No doubt my experience with the game was unpleasant. First, I would often die while hanging off the side of a block because I hit the ''’ button expecting Vincent to climb up. When in reality, it made him drop down to his death. Secondly, when I come up to a wall of blocks with a time limit to worry about, all I can fathom to do is randomly push block blocks around hoping to find the right path. To top it all off, the worst experience was when I finally got a game over on the third chapter of the game which took me to the title screen only to find out that the game doesn't auto save. I now would have to start over from the beginning. From that moment on I hated the game. I don't think there's anything it could do to save itself.
These experiences were all negatively affecting my review before realizing it might just be me. Most people that buy a game like Catherine are probably smart enough to learn the different control scheme and to save when it tells you. It’s my fault that I could not. I remember once upon a time being upset at a certain God Hand review for the reviewer being bad at the game.
Now I find myself in the same spot Chris Roper was in, reviewing a game I just couldn't play correctly. I don't want to do the same thing Roper did and just pass off the game as being bad, but I also can't just ignore my own negative experiences with the game. So then as a reviewer what should I do?
The role of the game designer is to teach you how to play the game so the designer does have to answer for something. The gaming crowd is large enough that there is bound to be someone else who makes the same mistakes as I do and therefore hate the game for it. All game designers work hard and test hard in order to make these incidents as rare as possible, but it’s impossible to catch everything. However, the line has to be drawn somewhere.

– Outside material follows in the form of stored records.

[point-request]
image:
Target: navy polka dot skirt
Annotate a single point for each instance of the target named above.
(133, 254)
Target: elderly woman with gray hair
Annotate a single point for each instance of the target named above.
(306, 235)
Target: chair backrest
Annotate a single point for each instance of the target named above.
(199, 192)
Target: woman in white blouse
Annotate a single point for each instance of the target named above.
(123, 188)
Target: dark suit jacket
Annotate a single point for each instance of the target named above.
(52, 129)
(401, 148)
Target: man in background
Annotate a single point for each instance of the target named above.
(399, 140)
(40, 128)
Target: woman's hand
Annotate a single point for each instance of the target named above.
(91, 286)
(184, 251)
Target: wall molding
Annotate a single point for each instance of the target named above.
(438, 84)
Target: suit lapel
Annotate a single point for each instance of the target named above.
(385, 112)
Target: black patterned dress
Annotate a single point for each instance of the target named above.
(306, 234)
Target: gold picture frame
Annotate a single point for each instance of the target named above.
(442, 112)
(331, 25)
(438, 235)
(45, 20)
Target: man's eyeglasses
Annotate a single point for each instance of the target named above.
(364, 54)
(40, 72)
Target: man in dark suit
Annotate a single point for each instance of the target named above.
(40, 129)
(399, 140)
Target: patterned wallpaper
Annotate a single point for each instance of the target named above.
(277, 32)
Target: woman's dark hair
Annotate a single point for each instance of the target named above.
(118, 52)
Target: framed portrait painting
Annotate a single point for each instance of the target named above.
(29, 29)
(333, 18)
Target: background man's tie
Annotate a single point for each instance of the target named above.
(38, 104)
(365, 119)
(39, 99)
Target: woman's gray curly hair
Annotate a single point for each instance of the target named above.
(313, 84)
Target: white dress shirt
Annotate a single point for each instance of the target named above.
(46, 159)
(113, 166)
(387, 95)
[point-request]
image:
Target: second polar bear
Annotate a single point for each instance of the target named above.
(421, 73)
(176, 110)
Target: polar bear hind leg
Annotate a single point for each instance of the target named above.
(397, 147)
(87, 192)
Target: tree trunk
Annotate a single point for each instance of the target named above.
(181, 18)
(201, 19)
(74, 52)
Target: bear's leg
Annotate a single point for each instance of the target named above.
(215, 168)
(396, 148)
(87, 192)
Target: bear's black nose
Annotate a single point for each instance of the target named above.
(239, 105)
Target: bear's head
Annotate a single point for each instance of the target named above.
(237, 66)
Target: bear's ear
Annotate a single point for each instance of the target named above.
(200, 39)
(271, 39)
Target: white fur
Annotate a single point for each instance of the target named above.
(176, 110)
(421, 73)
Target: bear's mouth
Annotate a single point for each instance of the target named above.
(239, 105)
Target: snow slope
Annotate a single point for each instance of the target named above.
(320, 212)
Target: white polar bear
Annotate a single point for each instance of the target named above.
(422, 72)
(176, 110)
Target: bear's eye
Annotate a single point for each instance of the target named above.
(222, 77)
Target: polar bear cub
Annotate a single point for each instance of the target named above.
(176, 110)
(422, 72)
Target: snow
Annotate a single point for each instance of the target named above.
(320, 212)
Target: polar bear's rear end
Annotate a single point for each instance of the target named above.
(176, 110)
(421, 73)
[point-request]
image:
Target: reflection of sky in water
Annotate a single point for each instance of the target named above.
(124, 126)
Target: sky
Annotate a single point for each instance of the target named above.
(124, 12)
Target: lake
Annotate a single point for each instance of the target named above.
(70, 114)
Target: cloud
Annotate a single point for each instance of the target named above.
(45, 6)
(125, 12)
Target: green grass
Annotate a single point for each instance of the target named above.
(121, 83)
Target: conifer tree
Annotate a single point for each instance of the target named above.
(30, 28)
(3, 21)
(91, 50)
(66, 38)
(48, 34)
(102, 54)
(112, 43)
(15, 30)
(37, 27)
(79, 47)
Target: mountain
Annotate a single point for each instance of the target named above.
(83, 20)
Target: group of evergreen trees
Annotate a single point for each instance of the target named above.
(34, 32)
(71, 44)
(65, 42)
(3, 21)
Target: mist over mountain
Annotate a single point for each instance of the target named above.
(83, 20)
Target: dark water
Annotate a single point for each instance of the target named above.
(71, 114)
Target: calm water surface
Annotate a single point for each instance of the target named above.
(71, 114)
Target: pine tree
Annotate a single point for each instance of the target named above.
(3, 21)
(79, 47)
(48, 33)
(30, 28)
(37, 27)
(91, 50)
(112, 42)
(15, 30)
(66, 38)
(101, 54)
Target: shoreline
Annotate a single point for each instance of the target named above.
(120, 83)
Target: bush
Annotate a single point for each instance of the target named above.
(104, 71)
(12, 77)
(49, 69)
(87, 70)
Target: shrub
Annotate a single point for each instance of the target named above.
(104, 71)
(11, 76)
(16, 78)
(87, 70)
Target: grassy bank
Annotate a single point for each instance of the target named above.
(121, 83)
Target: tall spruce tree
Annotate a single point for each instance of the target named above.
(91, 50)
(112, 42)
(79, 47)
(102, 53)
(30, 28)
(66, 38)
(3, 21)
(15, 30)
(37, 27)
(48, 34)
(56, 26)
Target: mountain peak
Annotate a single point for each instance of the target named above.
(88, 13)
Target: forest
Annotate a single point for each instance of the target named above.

Shawn Elliot, of the Bioshock Infinite team, once told a story about tester who would not even touch the right analog stick. No matter how many times they explained the joystick mechanics to him, he still couldn't get it. As a result, that tester must have had a horrible experience with the game, but it would be silly to expect the game designers to put a one hour tutorial teaching players to put their thumb on the right analog stick.
Video games have that unique characteristic of interactivity which can cause opinions to vary more wildly than any other medium we know. How we interact determines our overall experiences with the game which leads to greatly opinionated viewpoints than we are used to. If it takes me a full frustrating hour to figure out a simple puzzle that would take others just minutes to solve, then as a reviewer I have the obligation to detail my reasons for being upset.
I believe I also have an obligation as a reviewer to pinpoints parts of the game that could very well be a problem only I would have. In the end I would probably give Catherine a lower score than most publications. I just hope readers take this article as a warning that video games, more than any other medium, require an understanding on how reviewer reached their overall opinion. Just take this example as a lesson to not take a simple score at face value without reading the reasons behind it. It’s entirely possible all the problems I had would never affect you.